7-Hydroxy-staurosporine (UCN-01) is now under development as a novel anticancer drug. In clinical studies, different infusion schedules are being investigated in the USA and Japan. To examine the effect of different infusion schedules on the pharmacokinetics and cardiohaemodynamics of UCN-01, dogs were treated with UCN-01 as either a 3-h or a 24-h constant intravenous infusion. Blood pressure and heart rate, together with UCN-01 concentrations during and after infusion, were monitored. To analyse the relationship between the pharmacokinetics and cardiohaemodynamics of UCN-01, the plasma concentration of UCN-01 at the end of infusion (Cend), the area under the plasma concentration versus time curves (AUC0-infinity) and the mean residence time (MRT) were used. As indices of cardiohaemodynamic changes, the area under decreasing systolic blood pressure and increasing heart rate versus time curves (dAUCpressure and AUCheart rate) were calculated by the trapezoidal method.

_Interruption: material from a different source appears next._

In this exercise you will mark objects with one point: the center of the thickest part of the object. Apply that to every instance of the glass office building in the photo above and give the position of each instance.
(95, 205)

For the 3-h (0-22 and 0.65 mgkg(-1)) and 24-h infusion (0.81 to 6.48 mgkg(-1)), systolic and diastolic blood pressures fell after or during infusions, accompanied by a dose-dependent increase in heart rate for both infusions. During both infusion schedules, the plasma concentrations of UCN-01 gradually increased and Cend showed a dose-proportional increase. After that, UCN-01 was eliminated bi-exponentially with an elimination half-life of 5.14+/-1.12 to 8.32+/-1.80 h. The total clearance (CLtotal) ranged from 0.383 to 0.666+/-0.149 L h(-1) kg(-1). There was no significant difference in these parameters among the doses in each infusion schedule, indicating that UCN-01 has a linear pharmacokinetic profile over the dose range examined for each infusion, and there were also no significant differences between the 3-h and 24-h infusion except for MRT. The pharmacokinetic parameters of Cend, AUC0-infinity and slope0-3 h exhibited a degree of correlation with the AUCheart rate in the 3-h infusion and correlated significantly with the dAUCpressure in the 24-h infusion. The MRT did not correlate with cardiohaemodynamic changes during either infusion. In conclusion, the pharmacokinetic profile of UCN-01 after the shorter infusion is similar to that after the longer one. However, a longer dosing period of UCN-01 increased the residence time in comparison with the shorter infusion. This may be due to the effect on the circulatory function in dogs.